Column JN issue Sept 1 2022
I was looking something up online the other day when I fell down a research rabbit hole, and happened on an incredible story — which ought to be a film.
Perhaps that should be “rabbi hole” — because this was the almost unbelievable story of a kidnapped child and the role played in his kidnapping by a Catholic-born Frenchwoman who became the rebbetzin of the anti-Zionist group, Neturei Karta.
You see? This was certainly a rabbit hole worth falling into, as we will discover.
The kidnapped child element of the story is fascinating enough on its own. This was 10-year-old Yossele Schumacher, born in the Soviet Union — Uman, in Ukraine, as it happens — and brought to Israel, with his sister, in 1958.
Yossele’s mother, Ida, had rejected the strictly Orthodox background of her own parents, Nachman and Miriam Shtrakes, who were members of the Breslov Chasidic sect. Ida and her husband Alter settled on a secular kibbutz with their children, but things went badly for them financially to the point where the Schumachers asked Yossele’s grandparents to look after him in Jerusalem.
When it came to returning Yossele to his parents, however, Nachman Shtrakes put his foot down. He believed that Ida and Alter were planning to return to a secular life in the Soviet Union — they weren’t — and thus began a scarcely credible story of hide and seek as the strictly Orthodox community joined forces internationally to keep Yossele away from his parents.
The Schumachers went to court for the return of their son, and Mossad became involved. The search went worldwide, from Switzerland to New Jersey, and even, at one point, to Golders Green.

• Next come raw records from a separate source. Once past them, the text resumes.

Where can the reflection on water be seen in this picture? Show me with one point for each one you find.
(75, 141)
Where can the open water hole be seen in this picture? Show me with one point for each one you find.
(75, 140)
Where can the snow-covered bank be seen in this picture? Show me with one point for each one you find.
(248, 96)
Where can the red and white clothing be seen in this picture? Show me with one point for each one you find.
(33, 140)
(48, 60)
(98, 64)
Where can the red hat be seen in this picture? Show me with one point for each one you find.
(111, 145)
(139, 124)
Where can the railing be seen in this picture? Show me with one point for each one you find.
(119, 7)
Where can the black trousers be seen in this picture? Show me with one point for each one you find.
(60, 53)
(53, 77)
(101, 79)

Meanwhile, one of those involved in expediting the kidnap was Ruth Blau, born in Calais in 1920 to a Catholic family and then known as Madeleine Ferraille. She had a fascinating life even before getting involved in the Yossele Schumacher affair; she served in the French Resistance and even posed as a double agent between France and the Nazis.

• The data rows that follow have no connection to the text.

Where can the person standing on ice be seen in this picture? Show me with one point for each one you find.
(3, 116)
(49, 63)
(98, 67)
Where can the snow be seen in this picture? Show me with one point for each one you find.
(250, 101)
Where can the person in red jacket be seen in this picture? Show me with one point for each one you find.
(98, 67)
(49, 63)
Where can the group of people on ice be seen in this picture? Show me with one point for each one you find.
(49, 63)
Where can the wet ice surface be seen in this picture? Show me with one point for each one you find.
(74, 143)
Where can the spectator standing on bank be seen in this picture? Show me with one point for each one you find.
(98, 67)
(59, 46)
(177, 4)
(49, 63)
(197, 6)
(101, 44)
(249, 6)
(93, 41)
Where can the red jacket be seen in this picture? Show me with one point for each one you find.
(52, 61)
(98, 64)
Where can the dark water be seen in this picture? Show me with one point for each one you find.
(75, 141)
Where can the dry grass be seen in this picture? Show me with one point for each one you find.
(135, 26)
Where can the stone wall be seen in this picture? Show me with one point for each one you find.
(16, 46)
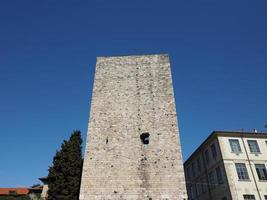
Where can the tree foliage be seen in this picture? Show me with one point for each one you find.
(65, 174)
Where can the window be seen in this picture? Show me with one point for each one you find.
(193, 169)
(211, 179)
(198, 189)
(207, 156)
(203, 185)
(193, 191)
(198, 164)
(188, 172)
(213, 151)
(235, 146)
(145, 138)
(249, 197)
(219, 175)
(261, 171)
(241, 171)
(253, 146)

Post-war, Madeleine converted to Judaism and became known as Ruth Ben-David. She had a son, Claude. When she was approached by Charedi leaders in Israel to help in taking Yossele out of the country, she devised a bizarre plan in which first her son Claude was disguised as a girl, and then Yossele’s passport picture — also showing him as a girl — was swapped for Claude’s.
For nearly two years Ruth Ben-David outwitted Mossad in the search for Yossele Schumacher. He was eventually found in America and returned to his parents in September 1962, going on to live a blameless and happily anonymous life in Israel.
Ruth — despite being admired so much by Mossad chief Isser Harel that it is rumoured he offered her a job as a Mossad agent — had yet another chapter in her. In 1965, to the horror of his acolytes, she married the leader of the anti-Zionist Neturei Karta sect in Jerusalem, Rabbi Amram Blau. Blau was 26 years older than Ruth, and after his death in 1974 she took on a singular role in the strictly Orthodox world, travelling and negotiating with Arab leaders — including Yasir Arafat — for the return of Israeli captives.
These two extraordinary stories are showcased in new books by Israeli academics, Professor Motti Inbari and Professor Kimmy Caplan. I can’t think when I’ve enjoyed falling down a rabbit hole more — and I hope readers will agree that there is a fantastic film to be made. Sex, lies and skulduggery: what more could we want?